I'm confused as my nodes are in the correct sites/switch as are my servers, so I would assume that pulling a single site would mean that the resources in the remaining site stay online which is not what I'm consistently seeing (it seems to vary depending which node the initial gateway connections are made through).
adolbec
Advisor

Re: vSphere takes 10 minutes to reconnect to volume?

Hello Paul,

You do not specify which version of vSphere you are using; from my experience of using vSphere 4.0 U2 connecting to P4000 VSAs, you may be having an "All Paths Dead" (APD) on your vSphere servers when connectivity is broken to your iSCSI volumes. If this is the case, you will see a bunch of errors in your servers vmkwarning logs. You would have to patch your servers and apply some configuration changes; search on the string above.

Alain
Paul Hutchings
Super Advisor

Re: vSphere takes 10 minutes to reconnect to volume?

Thanks for the reply.

I've been using 4.1 (vmware edition) but could use 4.0 U2 or the HP ESX ISO (not entirely clear which additional drivers/patches this has applied).

Be appreciative of any suggestions as I don't have an explicit need to use anything other than a 4.x release.
adolbec
Advisor

Re: vSphere takes 10 minutes to reconnect to volume?

I suggest that you first review you ESX servers' logs especially the vmkwarning one to see what you have in there and then apply either the appropriate patch and / or workarounds. If it is APD that is the cause of this, you may want to test if running "esxcfg-advcfg -s 1 /VMFS3/FailVolumeOpenIfAPD" solves your problem.

Alain
Paul Hutchings
Super Advisor

Re: vSphere takes 10 minutes to reconnect to volume?

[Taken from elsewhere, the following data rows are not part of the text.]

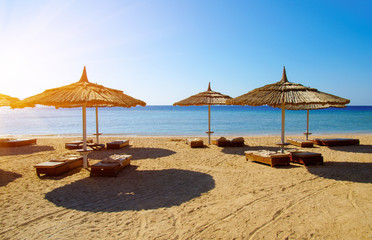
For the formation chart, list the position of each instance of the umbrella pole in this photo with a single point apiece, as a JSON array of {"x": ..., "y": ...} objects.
[
  {"x": 209, "y": 125},
  {"x": 97, "y": 132},
  {"x": 307, "y": 125},
  {"x": 283, "y": 128},
  {"x": 84, "y": 151},
  {"x": 85, "y": 157}
]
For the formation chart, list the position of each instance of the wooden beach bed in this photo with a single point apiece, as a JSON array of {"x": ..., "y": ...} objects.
[
  {"x": 268, "y": 157},
  {"x": 336, "y": 141},
  {"x": 301, "y": 143},
  {"x": 306, "y": 158},
  {"x": 110, "y": 166},
  {"x": 195, "y": 143},
  {"x": 117, "y": 144},
  {"x": 59, "y": 166},
  {"x": 16, "y": 142},
  {"x": 234, "y": 142}
]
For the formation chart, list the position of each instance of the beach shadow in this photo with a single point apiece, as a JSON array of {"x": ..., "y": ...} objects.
[
  {"x": 353, "y": 148},
  {"x": 12, "y": 151},
  {"x": 7, "y": 177},
  {"x": 137, "y": 153},
  {"x": 344, "y": 171},
  {"x": 132, "y": 190},
  {"x": 240, "y": 150}
]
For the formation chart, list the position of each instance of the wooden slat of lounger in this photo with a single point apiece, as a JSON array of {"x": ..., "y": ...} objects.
[
  {"x": 307, "y": 158},
  {"x": 301, "y": 143},
  {"x": 17, "y": 142},
  {"x": 195, "y": 143},
  {"x": 272, "y": 160},
  {"x": 110, "y": 168},
  {"x": 51, "y": 168},
  {"x": 117, "y": 144},
  {"x": 336, "y": 141}
]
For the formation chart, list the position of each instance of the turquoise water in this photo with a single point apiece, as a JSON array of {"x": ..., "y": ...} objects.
[{"x": 193, "y": 120}]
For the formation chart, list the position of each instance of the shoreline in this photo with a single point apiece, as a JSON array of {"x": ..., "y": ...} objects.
[{"x": 177, "y": 135}]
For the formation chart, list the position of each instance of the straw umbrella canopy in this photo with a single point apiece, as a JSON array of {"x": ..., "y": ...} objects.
[
  {"x": 6, "y": 100},
  {"x": 82, "y": 94},
  {"x": 209, "y": 98},
  {"x": 287, "y": 95}
]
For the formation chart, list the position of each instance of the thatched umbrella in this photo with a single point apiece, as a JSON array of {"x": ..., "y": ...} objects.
[
  {"x": 82, "y": 94},
  {"x": 311, "y": 107},
  {"x": 287, "y": 95},
  {"x": 209, "y": 98},
  {"x": 6, "y": 100}
]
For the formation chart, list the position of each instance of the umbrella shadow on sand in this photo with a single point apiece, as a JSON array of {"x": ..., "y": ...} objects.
[
  {"x": 353, "y": 148},
  {"x": 344, "y": 171},
  {"x": 12, "y": 151},
  {"x": 132, "y": 190},
  {"x": 7, "y": 177},
  {"x": 137, "y": 153},
  {"x": 240, "y": 150}
]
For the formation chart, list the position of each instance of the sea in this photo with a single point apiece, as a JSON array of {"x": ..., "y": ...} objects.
[{"x": 183, "y": 121}]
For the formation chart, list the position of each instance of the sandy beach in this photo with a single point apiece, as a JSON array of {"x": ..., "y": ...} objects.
[{"x": 171, "y": 191}]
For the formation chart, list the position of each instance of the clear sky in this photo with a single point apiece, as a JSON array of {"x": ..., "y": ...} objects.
[{"x": 162, "y": 51}]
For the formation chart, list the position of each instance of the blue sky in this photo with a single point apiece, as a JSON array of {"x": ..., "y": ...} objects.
[{"x": 166, "y": 50}]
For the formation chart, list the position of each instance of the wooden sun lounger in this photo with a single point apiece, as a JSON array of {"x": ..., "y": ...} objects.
[
  {"x": 336, "y": 141},
  {"x": 110, "y": 166},
  {"x": 268, "y": 157},
  {"x": 17, "y": 142},
  {"x": 58, "y": 166},
  {"x": 76, "y": 144},
  {"x": 301, "y": 143},
  {"x": 307, "y": 158},
  {"x": 96, "y": 146},
  {"x": 117, "y": 144},
  {"x": 234, "y": 142},
  {"x": 195, "y": 143}
]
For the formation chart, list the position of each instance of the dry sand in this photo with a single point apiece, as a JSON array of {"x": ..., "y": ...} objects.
[{"x": 171, "y": 191}]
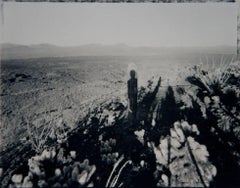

Just had a bit of a eureka moment.

I had been pinging all the cluster IPs from a laptop connected to the switch infrastructure, rather than pinging from the vsphere hosts at the time of a dropout/failure.

When the LUNs disappear I can ping one cluster IP but not the other.

This obviously suggests the vsphere hosts in some way shape or form.
Paul Hutchings
Super Advisor

Re: vSphere takes 10 minutes to reconnect to volume?

oh and I don't have a /var/log/vmkwarning log..
adolbec
Advisor

Re: vSphere takes 10 minutes to reconnect to volume?

If you are using ESXi instead of ESX, you will find the kernel's messages in /var/log/messages. In any cases, you should find the related messages within the /var/log files.

Alain
Paul Hutchings
Super Advisor

Re: vSphere takes 10 minutes to reconnect to volume?

Thanks, seeing this sort of thing (attached).

What is odd is that all of the servers are connected to a dedicated switch infrastructure.

When we have the issue, neither vSphere host will ping *one* of the cluster IPs but will ping the other one.

The vSphere hosts will ping all the individual nodes in both clusters.

A laptop connected to the switches will ping both cluster IPs.